Alan Bowen, legal advisor to the Association of Atol Companies, said: “People didn’t believe us when we said refund credit notes would be protected. Even though the CAA wanted to say something, they couldn’t because they were beholden to the Department for Transport. Then the Department for Transport had to go and talk to the Treasury.

“People thought we were lying to them. I have to say congratulations to Abta and the CAA for designing the whole idea because without that, if everybody had insisted on refunds – as the law says, within 14 days – quite frankly there wouldn’t be anybody left. The refund credit notes has been a big help, but to take 16 weeks to actually come out and say yes they it is protected was an appalling state of affairs.”

He called the government “absolutely hopeless” in regards to its understanding of the travel industry, noting the recent change in aviation minister in the middle of Covid-19. He said there was “no indication that the government is in the slightest bit interested in the industry.”
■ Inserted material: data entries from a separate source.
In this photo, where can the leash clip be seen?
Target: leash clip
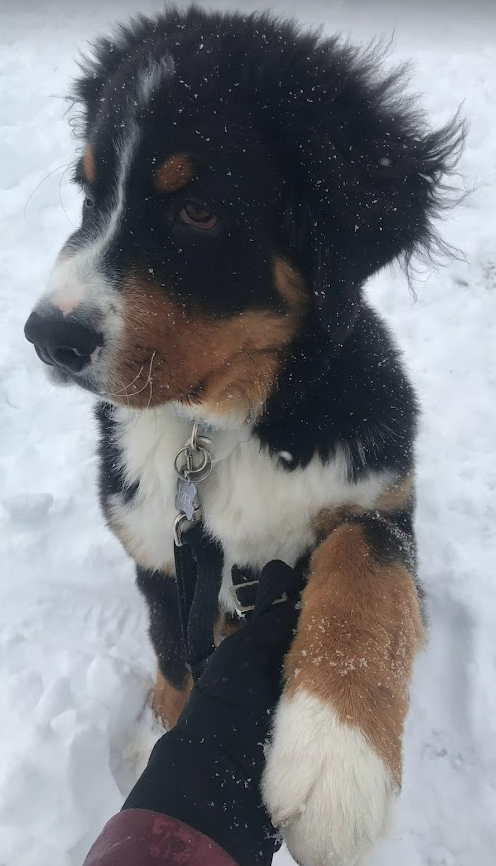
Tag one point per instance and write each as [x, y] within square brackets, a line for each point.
[192, 464]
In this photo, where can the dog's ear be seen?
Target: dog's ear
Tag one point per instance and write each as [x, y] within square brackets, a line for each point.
[365, 176]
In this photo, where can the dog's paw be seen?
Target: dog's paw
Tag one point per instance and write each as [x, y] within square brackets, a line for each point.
[324, 786]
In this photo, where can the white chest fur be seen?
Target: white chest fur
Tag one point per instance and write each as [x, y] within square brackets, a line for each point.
[255, 507]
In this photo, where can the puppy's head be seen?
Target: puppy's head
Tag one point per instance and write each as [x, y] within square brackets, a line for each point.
[241, 180]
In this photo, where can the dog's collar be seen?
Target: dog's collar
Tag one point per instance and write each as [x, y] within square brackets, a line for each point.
[193, 464]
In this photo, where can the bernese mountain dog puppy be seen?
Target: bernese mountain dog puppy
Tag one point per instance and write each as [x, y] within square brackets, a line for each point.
[242, 179]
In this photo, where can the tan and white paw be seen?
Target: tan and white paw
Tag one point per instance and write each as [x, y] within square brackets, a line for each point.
[324, 785]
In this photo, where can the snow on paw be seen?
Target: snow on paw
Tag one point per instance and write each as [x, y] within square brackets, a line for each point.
[325, 787]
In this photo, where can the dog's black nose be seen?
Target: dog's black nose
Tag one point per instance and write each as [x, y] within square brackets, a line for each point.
[62, 343]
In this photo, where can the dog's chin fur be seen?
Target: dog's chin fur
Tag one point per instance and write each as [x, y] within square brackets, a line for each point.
[260, 175]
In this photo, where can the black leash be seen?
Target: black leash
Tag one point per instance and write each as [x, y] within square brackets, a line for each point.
[199, 562]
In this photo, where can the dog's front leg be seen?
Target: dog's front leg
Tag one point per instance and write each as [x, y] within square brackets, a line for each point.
[334, 765]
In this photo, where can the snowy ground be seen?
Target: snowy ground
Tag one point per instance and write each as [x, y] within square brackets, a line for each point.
[75, 667]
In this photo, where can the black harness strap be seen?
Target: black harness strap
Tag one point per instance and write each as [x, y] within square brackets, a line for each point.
[199, 563]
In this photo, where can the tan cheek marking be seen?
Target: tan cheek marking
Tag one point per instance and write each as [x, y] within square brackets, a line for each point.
[89, 164]
[359, 630]
[168, 702]
[289, 284]
[164, 355]
[174, 173]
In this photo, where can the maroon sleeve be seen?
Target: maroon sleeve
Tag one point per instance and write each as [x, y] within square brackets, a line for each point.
[137, 837]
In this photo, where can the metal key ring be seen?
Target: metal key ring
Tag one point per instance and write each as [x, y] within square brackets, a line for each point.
[196, 474]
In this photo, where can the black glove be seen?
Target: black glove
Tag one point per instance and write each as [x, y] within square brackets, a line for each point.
[207, 771]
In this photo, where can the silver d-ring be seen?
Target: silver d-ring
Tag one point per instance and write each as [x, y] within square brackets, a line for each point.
[198, 473]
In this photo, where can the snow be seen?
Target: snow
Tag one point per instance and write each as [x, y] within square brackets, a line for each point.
[75, 665]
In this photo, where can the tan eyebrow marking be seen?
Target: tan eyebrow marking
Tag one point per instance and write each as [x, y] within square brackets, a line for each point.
[89, 165]
[173, 173]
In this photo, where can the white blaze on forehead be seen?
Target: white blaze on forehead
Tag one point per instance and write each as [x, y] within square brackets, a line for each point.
[76, 278]
[152, 75]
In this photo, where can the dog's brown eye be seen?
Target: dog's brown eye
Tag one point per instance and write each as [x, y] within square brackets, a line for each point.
[195, 215]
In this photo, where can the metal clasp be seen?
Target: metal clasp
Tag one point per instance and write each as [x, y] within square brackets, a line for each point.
[192, 464]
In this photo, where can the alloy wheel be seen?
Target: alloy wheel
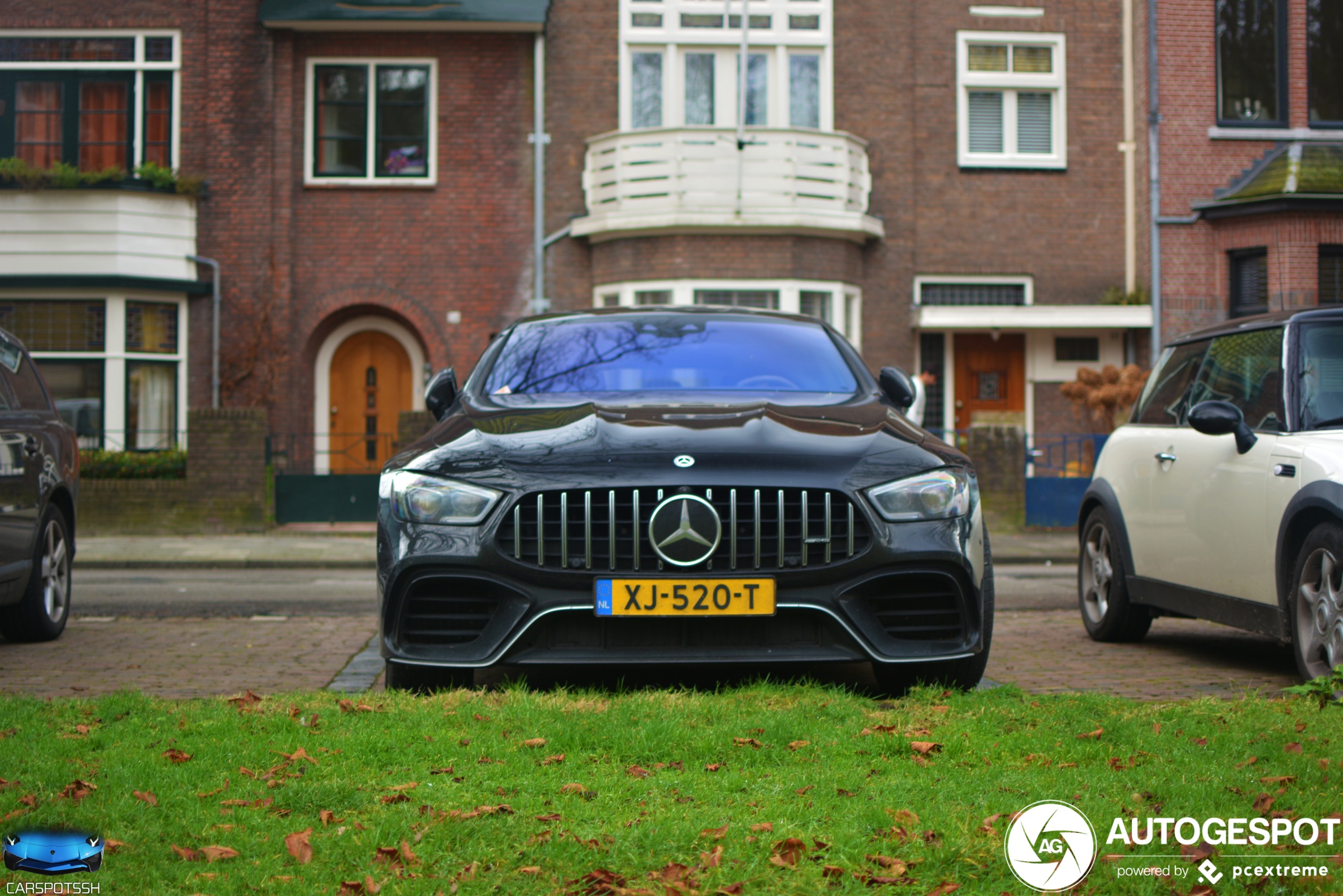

Bowen added: “Travel agents were in the firing line from day one. Airlines just basically said you will get your money when you get your money; or in some case they wouldn’t.”

Noting the length of time it took for refunds to be processed often kept getting extended, he added: “If we want people to trust us, then they’ve got to be able to see that when we say we’ll do something we’ll do it.”

For a lot of simple holidays now they will go online and book it without going into a travel agent. We’ve got to show them there’s value, and the value is that when we say we’ll do things we do them.”

Lisa McAuley, managing director of B2B tour operations at Gold Medal and Travel 2 parent dnata, agreed but said it was important for the industry to “put ourselves in the shoes of the consumer”.

“A number of customers have suffered damage through this as well,” she said. “Fundamentally, consumers are an organisations’ reason for being and their survival. The consumer’s loyalty and commitment is all underpinned by trust and unfortunately they feel like they’ve had a violation of trust.

“There are no winners in any of this. Yes, we’ve got agents, airlines and tour operators suffering reputational damage of their brand through no fault of their own, but we have to remember the customer as well.”